Teacher Pension System Lost Money
The Pennsylvania Public Schools Employee Retirement System (PSERS), released its 2015 performance results last week, and they weren’t good. PSERS assumes a 7.5 percent rate each year to avoid appearing even more underfunded than its publically stated $44 BILLION in unfunded liabilities. For 2015, PSERS lost nearly 1.8 percent. When we’re dealing with billions of dollars, the difference between the pension plan’s expected returns and actual returns is a substantial amount of money.
Last year’s loss comes despite PSERS spending a small fortune on "active" fund managers who are supposed to anticipate future market conditions and invest resources accordingly. As noted by the Philadelphia Inquirer:
"PSERS’s extra losses reflected its unusually large bets on commodity fund managers. The system posted a 33 percent loss for funds invested in "Master Limited Partnerships" (typically oil and gas investments), an 18 percent loss for commodities investments, and an 8 percent loss in "risk parity" investments, which can look a lot like hedge fund strategies."
No fund manager can outperform the market every time, and this isn’t just the opinion of CAP. It a position widely held by well-respected academics and folks like Warren Buffet.

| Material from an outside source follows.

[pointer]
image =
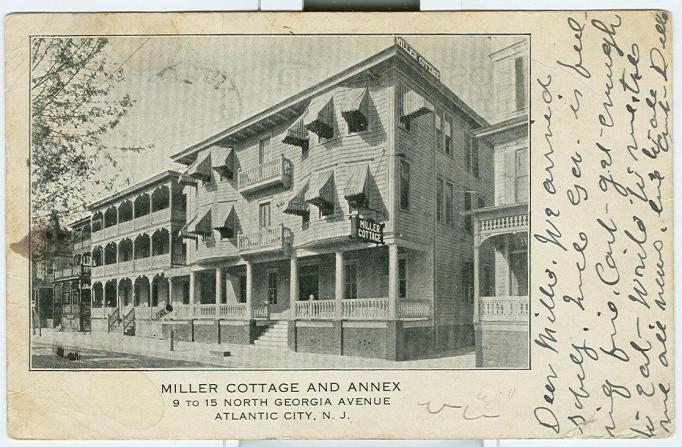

The previously mentioned Inquirer article notes that Montgomery County adopted a low-cost index fund investment approach two years ago. Last year, they substantially outperformed PSERS with a modest .3 percent return on investments. Montgomery County’s performance was not a fluke. In his book "Future Forsaken", John McGinnis compares PSERS performance (and the others SERS system) to an index fund approach. He found that the low-cost option outperformed the current actively management funds across a thirty-year time horizon.
On top of outperforming active managers, switching to lower cost index funds could save taxpayers $750 million per year. Given the facts, there is no reason for the state’s pension systems to maintain the status quo and every reason to explore alternatives to protect taxpayers and future retirees.